Mr Garden claims AGL does not acknowledge SFF's financial transformation, saying Mr Poole keeps "defaulting to the analysis of three to four years ago", when assessing the merits of merger.
Little wonder shareholders say they are confused.
The concern must be that once again industry politics mean nothing is being done to address the wider issues of excess processing capacity, falling sheep numbers and low farmer confidence. Add into that mix the expectation meat companies will be chasing one million fewer lambs after September's killer week of storms.
Mr Poole is quite right when he says a new entity representing 75%-80% of the meat industry is needed to drive change, and that merging the two co-operatives to form just over 50% of the industry is not on its own sufficient to alter behaviour.

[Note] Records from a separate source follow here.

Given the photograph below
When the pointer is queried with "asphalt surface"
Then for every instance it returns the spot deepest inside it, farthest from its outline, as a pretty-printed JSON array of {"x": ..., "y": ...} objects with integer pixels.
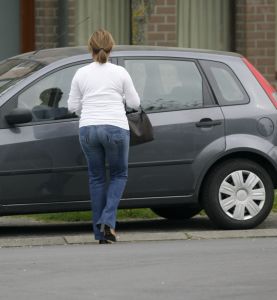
[
  {"x": 22, "y": 232},
  {"x": 243, "y": 269}
]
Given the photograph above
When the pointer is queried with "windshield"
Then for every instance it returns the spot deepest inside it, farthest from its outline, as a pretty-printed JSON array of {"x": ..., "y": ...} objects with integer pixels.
[{"x": 13, "y": 70}]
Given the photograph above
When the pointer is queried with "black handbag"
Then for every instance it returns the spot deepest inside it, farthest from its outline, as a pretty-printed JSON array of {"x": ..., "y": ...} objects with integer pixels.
[{"x": 141, "y": 130}]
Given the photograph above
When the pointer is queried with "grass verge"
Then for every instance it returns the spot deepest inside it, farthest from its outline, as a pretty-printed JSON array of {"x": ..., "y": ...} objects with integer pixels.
[
  {"x": 123, "y": 214},
  {"x": 83, "y": 216}
]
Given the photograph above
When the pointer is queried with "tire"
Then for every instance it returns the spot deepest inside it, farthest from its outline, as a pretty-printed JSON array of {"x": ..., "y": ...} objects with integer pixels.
[
  {"x": 176, "y": 212},
  {"x": 238, "y": 194}
]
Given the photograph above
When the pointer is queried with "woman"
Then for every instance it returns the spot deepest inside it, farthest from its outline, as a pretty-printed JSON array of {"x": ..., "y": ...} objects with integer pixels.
[{"x": 97, "y": 92}]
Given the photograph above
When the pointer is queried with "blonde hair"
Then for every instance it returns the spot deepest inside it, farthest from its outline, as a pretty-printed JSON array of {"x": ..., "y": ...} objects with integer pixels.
[{"x": 100, "y": 45}]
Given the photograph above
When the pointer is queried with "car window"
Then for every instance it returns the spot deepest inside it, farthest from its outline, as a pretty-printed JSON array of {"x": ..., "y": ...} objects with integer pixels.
[
  {"x": 13, "y": 70},
  {"x": 227, "y": 87},
  {"x": 47, "y": 98},
  {"x": 166, "y": 85}
]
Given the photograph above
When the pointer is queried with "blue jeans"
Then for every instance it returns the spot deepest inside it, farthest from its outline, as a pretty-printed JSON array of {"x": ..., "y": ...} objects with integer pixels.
[{"x": 101, "y": 144}]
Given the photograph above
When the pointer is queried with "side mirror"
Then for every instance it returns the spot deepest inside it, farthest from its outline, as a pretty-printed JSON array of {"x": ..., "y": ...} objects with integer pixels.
[{"x": 19, "y": 116}]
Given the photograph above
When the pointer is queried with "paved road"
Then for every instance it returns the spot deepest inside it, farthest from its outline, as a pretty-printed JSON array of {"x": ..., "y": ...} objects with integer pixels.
[
  {"x": 189, "y": 269},
  {"x": 22, "y": 232}
]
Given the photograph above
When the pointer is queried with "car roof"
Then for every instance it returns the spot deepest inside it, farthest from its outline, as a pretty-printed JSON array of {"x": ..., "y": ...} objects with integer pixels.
[{"x": 47, "y": 56}]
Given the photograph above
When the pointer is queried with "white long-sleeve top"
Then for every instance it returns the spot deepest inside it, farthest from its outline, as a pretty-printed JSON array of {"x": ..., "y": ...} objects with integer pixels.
[{"x": 98, "y": 92}]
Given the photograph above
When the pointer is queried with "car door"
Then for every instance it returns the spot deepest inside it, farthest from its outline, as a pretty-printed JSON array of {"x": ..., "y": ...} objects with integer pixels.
[
  {"x": 188, "y": 129},
  {"x": 41, "y": 161}
]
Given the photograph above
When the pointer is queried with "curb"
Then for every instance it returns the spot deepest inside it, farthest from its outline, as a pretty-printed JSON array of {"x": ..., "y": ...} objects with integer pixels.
[{"x": 143, "y": 234}]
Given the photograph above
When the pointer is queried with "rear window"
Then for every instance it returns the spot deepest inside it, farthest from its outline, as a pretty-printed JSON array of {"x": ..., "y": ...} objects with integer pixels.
[
  {"x": 226, "y": 86},
  {"x": 166, "y": 84}
]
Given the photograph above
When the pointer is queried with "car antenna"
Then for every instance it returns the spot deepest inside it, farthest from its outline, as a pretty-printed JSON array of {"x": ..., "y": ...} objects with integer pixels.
[{"x": 63, "y": 33}]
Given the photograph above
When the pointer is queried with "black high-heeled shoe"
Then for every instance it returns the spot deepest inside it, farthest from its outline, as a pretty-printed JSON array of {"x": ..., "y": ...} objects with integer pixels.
[{"x": 108, "y": 234}]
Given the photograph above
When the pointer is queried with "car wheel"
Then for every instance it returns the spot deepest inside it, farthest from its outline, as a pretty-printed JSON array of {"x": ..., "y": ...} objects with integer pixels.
[
  {"x": 176, "y": 212},
  {"x": 238, "y": 194}
]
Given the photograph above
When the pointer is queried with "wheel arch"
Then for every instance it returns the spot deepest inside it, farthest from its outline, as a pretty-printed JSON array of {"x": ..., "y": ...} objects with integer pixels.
[{"x": 242, "y": 154}]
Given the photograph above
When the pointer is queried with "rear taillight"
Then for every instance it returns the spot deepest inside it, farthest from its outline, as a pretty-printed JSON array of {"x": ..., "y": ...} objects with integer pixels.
[{"x": 268, "y": 88}]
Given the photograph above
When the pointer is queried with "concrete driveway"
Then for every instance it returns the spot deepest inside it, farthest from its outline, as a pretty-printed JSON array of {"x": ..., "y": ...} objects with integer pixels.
[{"x": 18, "y": 232}]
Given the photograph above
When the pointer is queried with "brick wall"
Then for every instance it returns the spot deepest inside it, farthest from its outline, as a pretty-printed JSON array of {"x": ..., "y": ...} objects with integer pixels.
[
  {"x": 161, "y": 25},
  {"x": 255, "y": 34},
  {"x": 47, "y": 32}
]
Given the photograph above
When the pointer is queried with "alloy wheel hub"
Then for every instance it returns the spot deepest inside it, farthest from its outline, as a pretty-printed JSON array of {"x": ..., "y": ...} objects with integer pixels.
[{"x": 242, "y": 195}]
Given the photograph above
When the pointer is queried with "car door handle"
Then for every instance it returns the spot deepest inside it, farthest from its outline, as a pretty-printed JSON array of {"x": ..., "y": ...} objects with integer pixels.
[{"x": 207, "y": 122}]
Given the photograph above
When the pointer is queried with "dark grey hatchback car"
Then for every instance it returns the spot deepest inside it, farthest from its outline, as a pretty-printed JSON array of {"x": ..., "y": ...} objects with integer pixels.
[{"x": 214, "y": 119}]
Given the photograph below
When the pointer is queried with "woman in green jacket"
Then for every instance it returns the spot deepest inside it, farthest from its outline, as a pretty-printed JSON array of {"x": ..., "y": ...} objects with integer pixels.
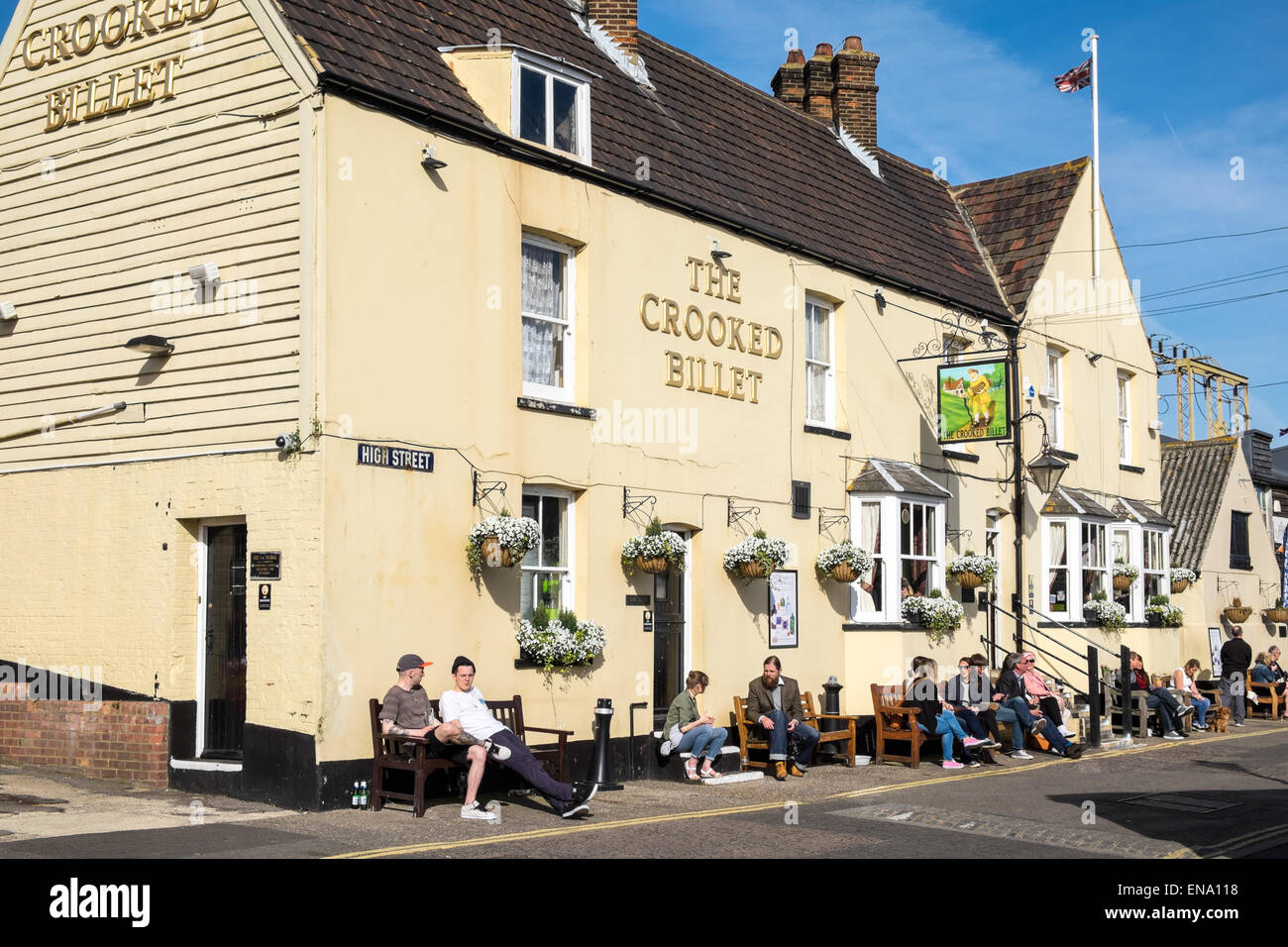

It would, nonetheless, be a start, but the game cannot end there.
To drive change, farmers must also commit all their livestock to one of the co-operatives, ending the Sunday auction between buyers.
Mr Poole said earlier this year committing stock to a single co-operative would force industry consolidation and ensure an enlarged co-operative would not be lumped with the costs of plant closures.
Farmer-owned co-operatives are the only avenue through which wider industry issues can be addressed, as privately owned or publicly listed companies do not have the same interests at heart as co-ops.
The recent takeover of Affco by the private and publicity-shy family-owned Talley's Group means, given its track history, it will always stay outside industry initiatives, evident by Affco being the only major meat company not involved in a partially publicly funded ovine-processing technology project.
This just leaves Anzco Foods, majority-owned by Japanese interests, as the only other substantial player along with a host of smaller companies.
The big fear is once again there is no resolution and the issue of meat industry structure continues to fester and soak up time, energy and money.
So why don't the two co-operative settle the issue once and for all? Would it not be best to replace supposition with fact by commissioning an independent analysis, then let the shareholders make up their own mind? It is, after all, their industry and futures which are at stake.
THE CO-OPS
Alliance Group, Invercargill
• Co-operative established 1948.
• 5500 shareholders and nine processing plants.
• Turnover for year to September 30, 2009, $1.5 billion.
• Net operating profit before tax and pool payments of $42.1 million.
Silver Fern Farms, Dunedin
• Co-operative established 1948 as market company Primary Producer Co-operative Society. Name changed 2008.
• 18,000 farmer shareholders operating 21 plants.
• Turnover for year to August 31, 2009, of $2 billion.
• Net operating profit before tax of $5.1 million excluding one-off gains.